Final answer:
The question seeks to determine the mass of NaOH in milligrams in a 500 mL of 0.2N sodium hydroxide solution. The correct calculation shows that there are 4000 mg of NaOH, but this option is not available in the answer choices, suggesting a potential error in the question or the answer choices provided.
Step-by-step explanation:
The question asks how many milligrams (mg) of sodium hydroxide (NaOH) are present in a 500 mL of 0.2N solution. Normality (N) is a measure of concentration equivalent to molarity (M) for monoprotic acids and bases.

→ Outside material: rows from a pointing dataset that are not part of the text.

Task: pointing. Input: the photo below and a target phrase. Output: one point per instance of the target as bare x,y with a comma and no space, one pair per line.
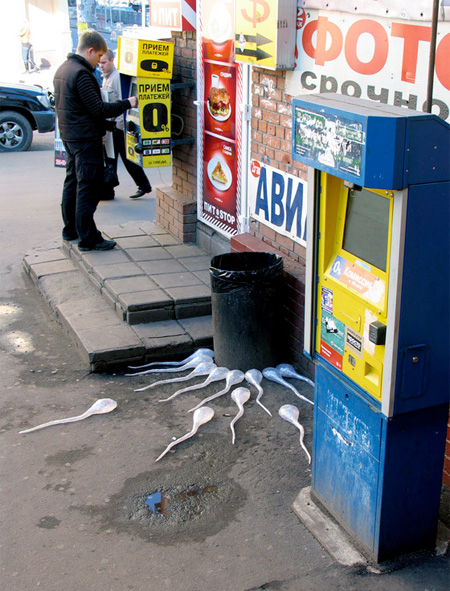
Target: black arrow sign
259,54
258,39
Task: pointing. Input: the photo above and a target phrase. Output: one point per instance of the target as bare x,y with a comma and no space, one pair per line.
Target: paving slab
185,250
143,241
114,305
166,280
116,271
39,270
157,267
124,285
196,263
154,253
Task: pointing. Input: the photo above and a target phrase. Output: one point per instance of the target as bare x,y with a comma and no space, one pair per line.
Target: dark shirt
80,108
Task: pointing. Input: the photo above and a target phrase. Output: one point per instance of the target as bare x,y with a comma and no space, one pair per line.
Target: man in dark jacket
82,123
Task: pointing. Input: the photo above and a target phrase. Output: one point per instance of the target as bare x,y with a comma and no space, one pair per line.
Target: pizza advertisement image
220,99
218,30
219,182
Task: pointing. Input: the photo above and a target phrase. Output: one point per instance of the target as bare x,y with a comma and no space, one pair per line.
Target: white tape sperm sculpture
201,416
234,376
100,407
198,353
290,413
203,369
192,363
240,396
254,378
274,375
219,373
287,371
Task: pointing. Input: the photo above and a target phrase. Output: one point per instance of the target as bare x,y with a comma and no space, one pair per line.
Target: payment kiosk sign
361,280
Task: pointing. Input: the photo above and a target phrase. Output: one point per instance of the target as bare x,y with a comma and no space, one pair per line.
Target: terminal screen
367,227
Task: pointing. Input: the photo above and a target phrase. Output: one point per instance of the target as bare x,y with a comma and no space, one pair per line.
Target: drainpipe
432,56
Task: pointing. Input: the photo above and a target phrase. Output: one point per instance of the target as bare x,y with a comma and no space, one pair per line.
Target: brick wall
446,475
184,170
271,135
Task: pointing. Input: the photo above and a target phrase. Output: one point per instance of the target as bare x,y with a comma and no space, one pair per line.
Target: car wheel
16,133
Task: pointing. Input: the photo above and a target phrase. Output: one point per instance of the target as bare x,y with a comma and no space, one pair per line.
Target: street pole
432,59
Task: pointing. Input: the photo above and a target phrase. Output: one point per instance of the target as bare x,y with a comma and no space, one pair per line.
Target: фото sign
380,59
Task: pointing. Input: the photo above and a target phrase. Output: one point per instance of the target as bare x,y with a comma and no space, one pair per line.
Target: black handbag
111,179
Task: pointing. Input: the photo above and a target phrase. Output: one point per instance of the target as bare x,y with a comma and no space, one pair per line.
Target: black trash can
246,309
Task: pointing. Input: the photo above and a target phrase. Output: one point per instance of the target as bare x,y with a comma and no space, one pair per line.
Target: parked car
23,109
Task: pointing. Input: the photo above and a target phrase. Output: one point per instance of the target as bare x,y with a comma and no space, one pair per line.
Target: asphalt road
73,497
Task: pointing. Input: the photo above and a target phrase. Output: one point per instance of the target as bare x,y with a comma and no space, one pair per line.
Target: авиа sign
278,200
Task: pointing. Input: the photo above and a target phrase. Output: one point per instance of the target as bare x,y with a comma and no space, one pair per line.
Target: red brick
271,117
280,132
267,104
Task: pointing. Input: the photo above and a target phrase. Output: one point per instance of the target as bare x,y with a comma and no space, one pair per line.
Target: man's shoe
103,245
139,193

Since NaOH is a monoprotic base, 0.2N is also 0.2M.
To find the number of moles of NaOH in the solution, we use the formula:
moles of NaOH = Molarity (M) × Volume (L)
Here, Volume should be in liters, so we convert 500 mL to liters:
500 mL × (1 L / 1000 mL) = 0.500 L
Now we calculate the moles:
0.2M × 0.500 L = 0.1 moles of NaOH
Next, we convert moles of NaOH to mass in grams:
NaOH has a molar mass of 40.0 g/mol (from the periodic table).

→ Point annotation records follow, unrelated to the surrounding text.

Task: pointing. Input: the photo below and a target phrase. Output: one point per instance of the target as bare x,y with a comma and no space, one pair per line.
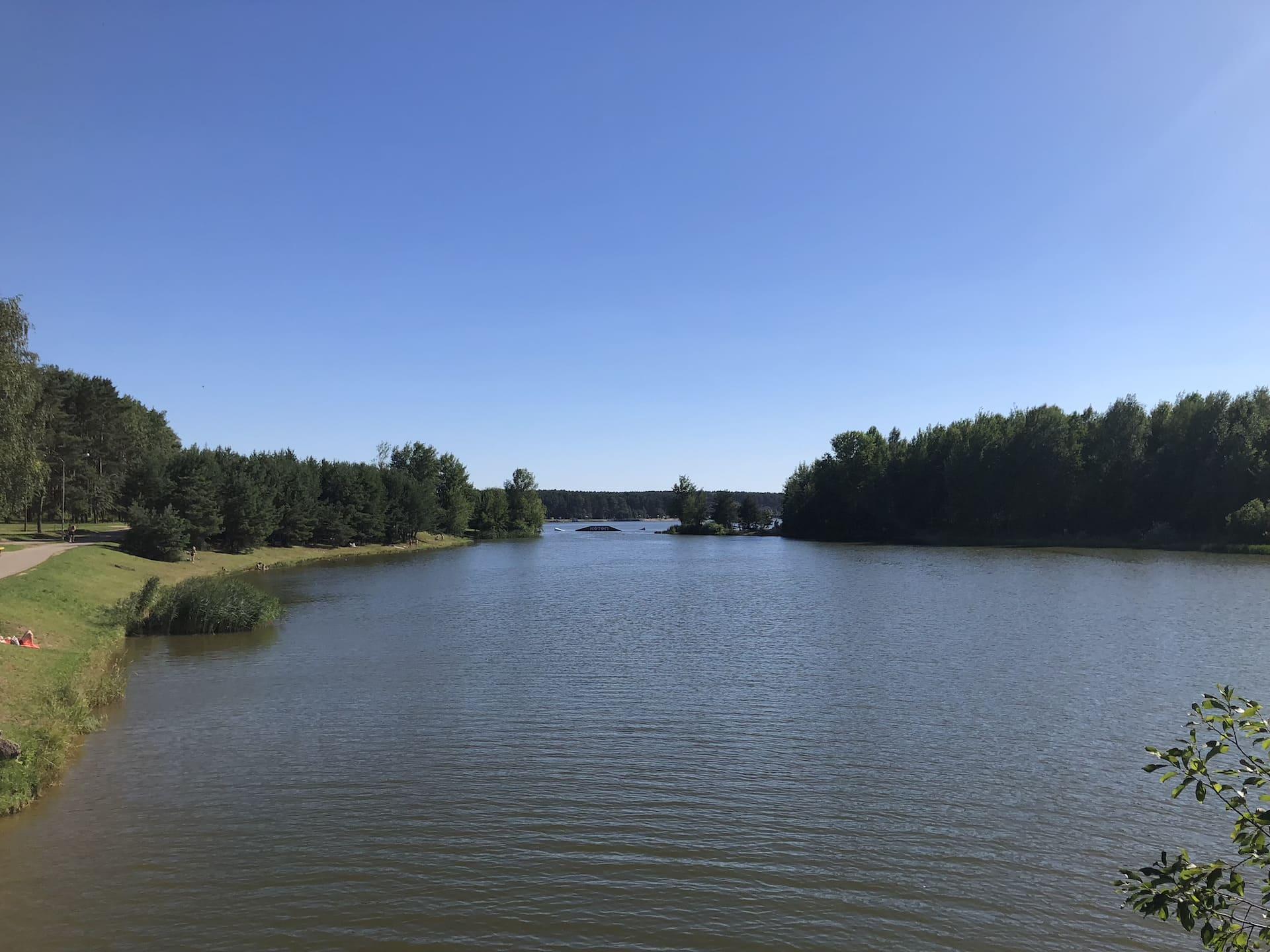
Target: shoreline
48,698
1050,542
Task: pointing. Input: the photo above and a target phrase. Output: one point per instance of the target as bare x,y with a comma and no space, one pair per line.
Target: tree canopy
1184,469
1222,763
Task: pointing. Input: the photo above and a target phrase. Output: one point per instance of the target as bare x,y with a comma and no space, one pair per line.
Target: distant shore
48,697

0.1 mol NaOH × 40.0 g/mol = 4.0 grams
Finally, we convert grams to milligrams since the answer choices are in milligrams:
4.0 g × 1000 mg/g = 4000 mg
However, it seems there is a confusion because the answer suggests that we should have calculated for 500 mL of 0.2 M (which is identical to 0.2N for NaOH) and not for 0.02 M. If we go back and correct the molarity to 0.2 M, we have:
0.2 M NaOH × 0.500 L = 0.1 mol
and
0.1 mol × 40.0 g/mol = 4.0 g
4.0 g × 1000 mg/g = 4000 mg, which is not found in the answer choices. Therefore, there must be a typographical error in the question or answer choices.